LLM-based digital twin simulation, where large language models are used to
emulate individual human behavior, holds great promise for research in AI,
social science, and digital experimentation. However, progress in this area has
been hindered by the scarcity of real, individual-level datasets that are both
large and publicly available. This lack of high-quality ground truth limits
both the development and validation of digital twin methodologies. To address
this gap, we introduce a large-scale, public dataset designed to capture a rich
and holistic view of individual human behavior.
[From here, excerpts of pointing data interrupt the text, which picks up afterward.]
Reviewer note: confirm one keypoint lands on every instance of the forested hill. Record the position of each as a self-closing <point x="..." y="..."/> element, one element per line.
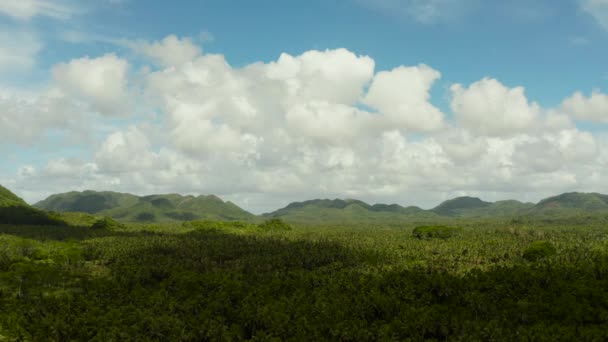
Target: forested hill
<point x="174" y="207"/>
<point x="14" y="210"/>
<point x="346" y="211"/>
<point x="154" y="208"/>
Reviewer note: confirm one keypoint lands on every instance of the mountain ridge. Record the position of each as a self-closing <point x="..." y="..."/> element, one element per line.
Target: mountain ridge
<point x="176" y="207"/>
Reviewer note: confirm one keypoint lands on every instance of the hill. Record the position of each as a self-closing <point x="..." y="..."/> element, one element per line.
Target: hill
<point x="339" y="211"/>
<point x="459" y="205"/>
<point x="475" y="207"/>
<point x="570" y="204"/>
<point x="14" y="210"/>
<point x="153" y="208"/>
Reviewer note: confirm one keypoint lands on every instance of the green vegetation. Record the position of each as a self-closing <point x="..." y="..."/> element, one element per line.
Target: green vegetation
<point x="274" y="224"/>
<point x="349" y="212"/>
<point x="431" y="232"/>
<point x="107" y="224"/>
<point x="207" y="280"/>
<point x="400" y="274"/>
<point x="146" y="209"/>
<point x="538" y="250"/>
<point x="14" y="210"/>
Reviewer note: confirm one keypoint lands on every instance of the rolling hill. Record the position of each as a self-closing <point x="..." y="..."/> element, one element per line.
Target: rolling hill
<point x="475" y="207"/>
<point x="348" y="211"/>
<point x="175" y="207"/>
<point x="14" y="210"/>
<point x="570" y="204"/>
<point x="154" y="208"/>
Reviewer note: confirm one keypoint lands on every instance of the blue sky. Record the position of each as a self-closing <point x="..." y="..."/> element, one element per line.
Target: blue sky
<point x="553" y="49"/>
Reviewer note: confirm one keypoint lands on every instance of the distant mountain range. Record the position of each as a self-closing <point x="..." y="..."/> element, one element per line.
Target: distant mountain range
<point x="347" y="211"/>
<point x="14" y="210"/>
<point x="154" y="208"/>
<point x="175" y="208"/>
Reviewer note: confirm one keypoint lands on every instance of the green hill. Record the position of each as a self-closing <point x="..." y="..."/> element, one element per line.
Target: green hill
<point x="475" y="207"/>
<point x="338" y="211"/>
<point x="91" y="202"/>
<point x="459" y="206"/>
<point x="154" y="208"/>
<point x="14" y="210"/>
<point x="570" y="204"/>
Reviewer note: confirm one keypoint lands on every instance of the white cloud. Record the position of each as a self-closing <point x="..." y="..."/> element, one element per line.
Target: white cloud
<point x="296" y="128"/>
<point x="18" y="50"/>
<point x="336" y="76"/>
<point x="28" y="118"/>
<point x="488" y="107"/>
<point x="402" y="95"/>
<point x="598" y="9"/>
<point x="101" y="81"/>
<point x="27" y="9"/>
<point x="592" y="108"/>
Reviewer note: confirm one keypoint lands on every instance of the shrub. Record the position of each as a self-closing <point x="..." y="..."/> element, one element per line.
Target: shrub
<point x="440" y="232"/>
<point x="215" y="225"/>
<point x="107" y="224"/>
<point x="538" y="250"/>
<point x="274" y="224"/>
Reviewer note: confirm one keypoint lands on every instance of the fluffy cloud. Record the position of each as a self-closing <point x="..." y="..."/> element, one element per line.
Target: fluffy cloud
<point x="28" y="118"/>
<point x="488" y="107"/>
<point x="336" y="76"/>
<point x="598" y="9"/>
<point x="101" y="82"/>
<point x="592" y="108"/>
<point x="301" y="127"/>
<point x="27" y="9"/>
<point x="402" y="95"/>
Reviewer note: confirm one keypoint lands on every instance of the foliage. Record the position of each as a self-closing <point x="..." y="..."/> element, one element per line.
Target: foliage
<point x="538" y="250"/>
<point x="150" y="209"/>
<point x="107" y="223"/>
<point x="207" y="280"/>
<point x="440" y="232"/>
<point x="274" y="224"/>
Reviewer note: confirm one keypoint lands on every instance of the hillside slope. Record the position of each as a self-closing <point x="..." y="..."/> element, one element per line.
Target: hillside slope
<point x="14" y="210"/>
<point x="338" y="211"/>
<point x="153" y="208"/>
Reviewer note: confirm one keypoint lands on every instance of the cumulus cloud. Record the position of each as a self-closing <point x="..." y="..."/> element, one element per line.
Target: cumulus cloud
<point x="592" y="108"/>
<point x="490" y="108"/>
<point x="27" y="9"/>
<point x="101" y="82"/>
<point x="28" y="118"/>
<point x="402" y="95"/>
<point x="170" y="51"/>
<point x="598" y="9"/>
<point x="319" y="124"/>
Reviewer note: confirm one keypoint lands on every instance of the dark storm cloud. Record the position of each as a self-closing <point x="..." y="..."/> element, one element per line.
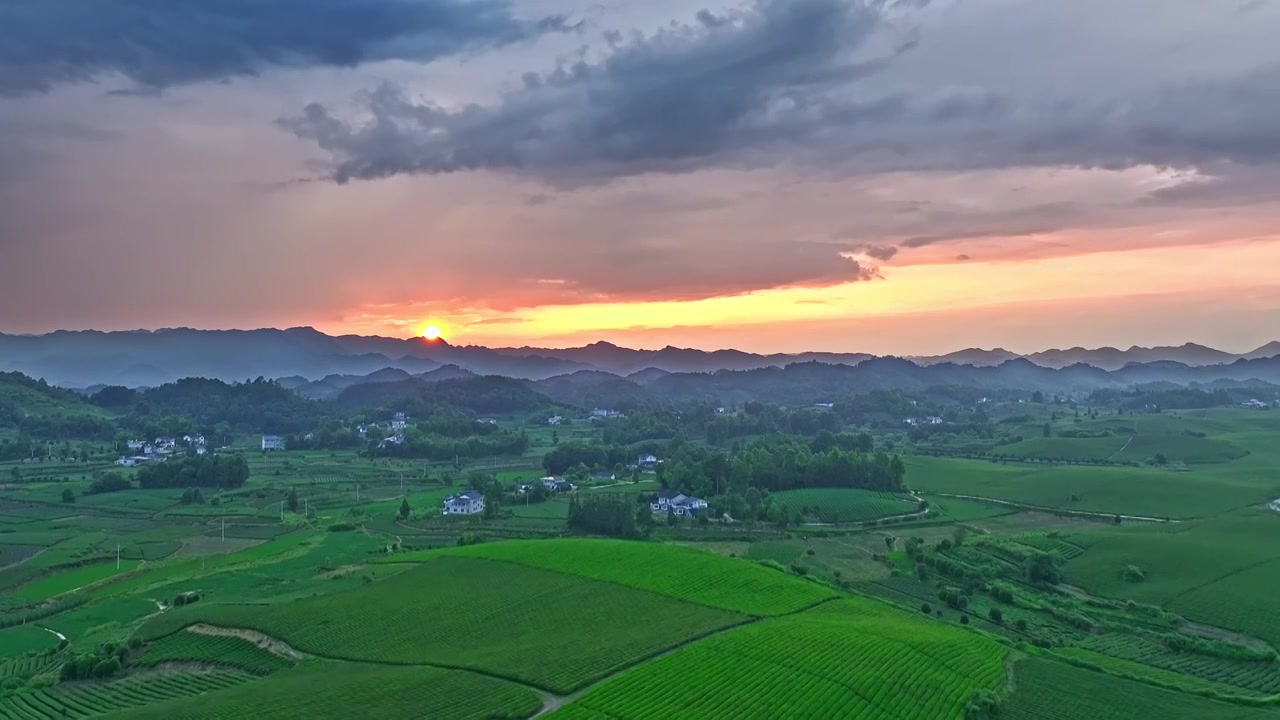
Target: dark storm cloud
<point x="882" y="253"/>
<point x="167" y="42"/>
<point x="676" y="99"/>
<point x="790" y="81"/>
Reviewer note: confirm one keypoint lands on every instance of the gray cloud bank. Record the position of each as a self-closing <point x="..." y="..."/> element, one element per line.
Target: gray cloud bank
<point x="167" y="42"/>
<point x="795" y="80"/>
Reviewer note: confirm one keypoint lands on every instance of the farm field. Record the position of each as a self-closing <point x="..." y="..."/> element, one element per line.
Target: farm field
<point x="1127" y="491"/>
<point x="86" y="700"/>
<point x="1175" y="559"/>
<point x="676" y="572"/>
<point x="1056" y="691"/>
<point x="1243" y="601"/>
<point x="549" y="629"/>
<point x="68" y="580"/>
<point x="855" y="659"/>
<point x="844" y="505"/>
<point x="187" y="646"/>
<point x="339" y="691"/>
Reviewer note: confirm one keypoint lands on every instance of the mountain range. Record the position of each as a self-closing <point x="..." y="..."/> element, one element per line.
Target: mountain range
<point x="323" y="365"/>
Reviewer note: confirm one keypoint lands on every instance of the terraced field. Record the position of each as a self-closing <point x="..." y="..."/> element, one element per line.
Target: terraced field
<point x="1235" y="675"/>
<point x="676" y="572"/>
<point x="187" y="646"/>
<point x="549" y="629"/>
<point x="341" y="691"/>
<point x="1176" y="560"/>
<point x="828" y="505"/>
<point x="85" y="700"/>
<point x="1056" y="691"/>
<point x="850" y="659"/>
<point x="1243" y="601"/>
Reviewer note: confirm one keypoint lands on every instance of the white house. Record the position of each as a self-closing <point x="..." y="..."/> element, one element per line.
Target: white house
<point x="680" y="504"/>
<point x="464" y="504"/>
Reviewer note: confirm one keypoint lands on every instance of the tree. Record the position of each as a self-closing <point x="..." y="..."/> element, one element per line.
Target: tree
<point x="1042" y="569"/>
<point x="753" y="502"/>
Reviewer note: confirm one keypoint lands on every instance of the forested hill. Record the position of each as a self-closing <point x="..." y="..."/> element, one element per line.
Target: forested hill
<point x="492" y="393"/>
<point x="23" y="399"/>
<point x="814" y="382"/>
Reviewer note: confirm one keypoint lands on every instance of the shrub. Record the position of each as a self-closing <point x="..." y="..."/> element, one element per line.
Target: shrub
<point x="1134" y="574"/>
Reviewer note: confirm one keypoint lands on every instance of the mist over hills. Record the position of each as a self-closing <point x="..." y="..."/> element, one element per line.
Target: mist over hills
<point x="320" y="365"/>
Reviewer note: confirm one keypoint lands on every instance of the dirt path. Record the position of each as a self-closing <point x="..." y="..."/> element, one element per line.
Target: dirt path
<point x="876" y="520"/>
<point x="1123" y="447"/>
<point x="1056" y="510"/>
<point x="260" y="639"/>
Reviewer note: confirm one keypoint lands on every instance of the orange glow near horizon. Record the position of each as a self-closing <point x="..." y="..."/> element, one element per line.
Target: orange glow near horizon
<point x="955" y="290"/>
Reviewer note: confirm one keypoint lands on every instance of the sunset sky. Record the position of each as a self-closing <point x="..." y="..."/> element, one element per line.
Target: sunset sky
<point x="880" y="176"/>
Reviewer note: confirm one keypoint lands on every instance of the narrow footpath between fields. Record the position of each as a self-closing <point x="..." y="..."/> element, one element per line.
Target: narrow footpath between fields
<point x="1056" y="510"/>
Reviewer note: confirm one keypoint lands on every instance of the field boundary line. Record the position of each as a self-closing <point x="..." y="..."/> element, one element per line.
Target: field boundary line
<point x="1237" y="572"/>
<point x="1123" y="447"/>
<point x="810" y="606"/>
<point x="1059" y="510"/>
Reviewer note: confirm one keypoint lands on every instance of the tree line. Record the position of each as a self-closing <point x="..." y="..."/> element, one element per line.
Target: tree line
<point x="222" y="472"/>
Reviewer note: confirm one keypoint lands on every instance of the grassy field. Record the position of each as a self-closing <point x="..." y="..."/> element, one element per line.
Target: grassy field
<point x="68" y="580"/>
<point x="828" y="505"/>
<point x="1055" y="691"/>
<point x="339" y="691"/>
<point x="675" y="572"/>
<point x="1238" y="449"/>
<point x="551" y="629"/>
<point x="236" y="652"/>
<point x="851" y="659"/>
<point x="1183" y="560"/>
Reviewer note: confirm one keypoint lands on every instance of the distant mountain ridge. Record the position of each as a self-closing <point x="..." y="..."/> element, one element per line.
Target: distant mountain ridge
<point x="305" y="358"/>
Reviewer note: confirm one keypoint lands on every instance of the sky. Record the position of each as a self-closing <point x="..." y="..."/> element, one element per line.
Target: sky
<point x="874" y="176"/>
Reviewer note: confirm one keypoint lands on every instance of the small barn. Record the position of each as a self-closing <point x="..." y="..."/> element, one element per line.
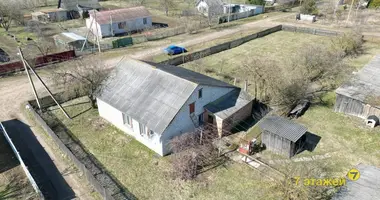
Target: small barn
<point x="360" y="96"/>
<point x="69" y="41"/>
<point x="282" y="136"/>
<point x="120" y="21"/>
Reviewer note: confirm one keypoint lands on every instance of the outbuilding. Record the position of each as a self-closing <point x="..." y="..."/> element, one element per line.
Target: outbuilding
<point x="120" y="21"/>
<point x="282" y="136"/>
<point x="360" y="96"/>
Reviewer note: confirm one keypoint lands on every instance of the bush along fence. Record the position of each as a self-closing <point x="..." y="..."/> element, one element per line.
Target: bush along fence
<point x="178" y="60"/>
<point x="92" y="170"/>
<point x="14" y="149"/>
<point x="40" y="61"/>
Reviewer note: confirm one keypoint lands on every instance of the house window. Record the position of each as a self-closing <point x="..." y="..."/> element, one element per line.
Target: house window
<point x="200" y="93"/>
<point x="192" y="107"/>
<point x="142" y="129"/>
<point x="127" y="120"/>
<point x="122" y="25"/>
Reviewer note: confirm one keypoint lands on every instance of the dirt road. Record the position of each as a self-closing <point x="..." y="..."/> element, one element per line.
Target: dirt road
<point x="15" y="91"/>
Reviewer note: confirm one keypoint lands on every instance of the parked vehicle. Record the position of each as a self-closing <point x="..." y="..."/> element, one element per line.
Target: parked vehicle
<point x="174" y="50"/>
<point x="4" y="57"/>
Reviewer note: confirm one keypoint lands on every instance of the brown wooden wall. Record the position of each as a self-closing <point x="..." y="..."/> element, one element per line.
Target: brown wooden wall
<point x="354" y="107"/>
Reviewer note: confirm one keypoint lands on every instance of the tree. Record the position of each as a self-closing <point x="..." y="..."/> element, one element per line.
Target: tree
<point x="308" y="7"/>
<point x="256" y="2"/>
<point x="86" y="78"/>
<point x="166" y="5"/>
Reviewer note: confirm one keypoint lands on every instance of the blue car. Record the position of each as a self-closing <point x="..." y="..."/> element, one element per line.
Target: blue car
<point x="174" y="50"/>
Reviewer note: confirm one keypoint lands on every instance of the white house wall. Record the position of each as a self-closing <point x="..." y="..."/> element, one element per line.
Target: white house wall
<point x="182" y="122"/>
<point x="115" y="117"/>
<point x="104" y="30"/>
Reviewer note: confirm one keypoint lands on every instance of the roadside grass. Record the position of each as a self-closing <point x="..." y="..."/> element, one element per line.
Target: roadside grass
<point x="147" y="175"/>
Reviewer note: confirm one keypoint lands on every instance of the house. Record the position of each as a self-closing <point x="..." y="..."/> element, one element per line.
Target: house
<point x="367" y="187"/>
<point x="282" y="136"/>
<point x="52" y="15"/>
<point x="360" y="96"/>
<point x="81" y="7"/>
<point x="69" y="41"/>
<point x="120" y="21"/>
<point x="210" y="8"/>
<point x="155" y="102"/>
We survey a representative
sample of
N=2,058 participants (average 2.42 hours per person) in the US
across four waves with 500 questions in total, covering a comprehensive battery
of demographic, psychological, economic, personality, and cognitive measures,
as well as replications of behavioral economics experiments and a pricing
survey. The final wave repeats tasks from earlier waves to establish a
test-retest accuracy baseline. Initial analyses suggest the data are of high
quality and show promise for constructing digital twins that predict human
behavior well at the individual and aggregate levels. By making the full
dataset publicly available, we aim to establish a valuable testbed for the
development and benchmarking of LLM-based persona simulations. Beyond LLM
applications, due to its unique breadth and scale the dataset also enables
broad social science research, including studies of cross-construct
correlations and heterogeneous treatment effects.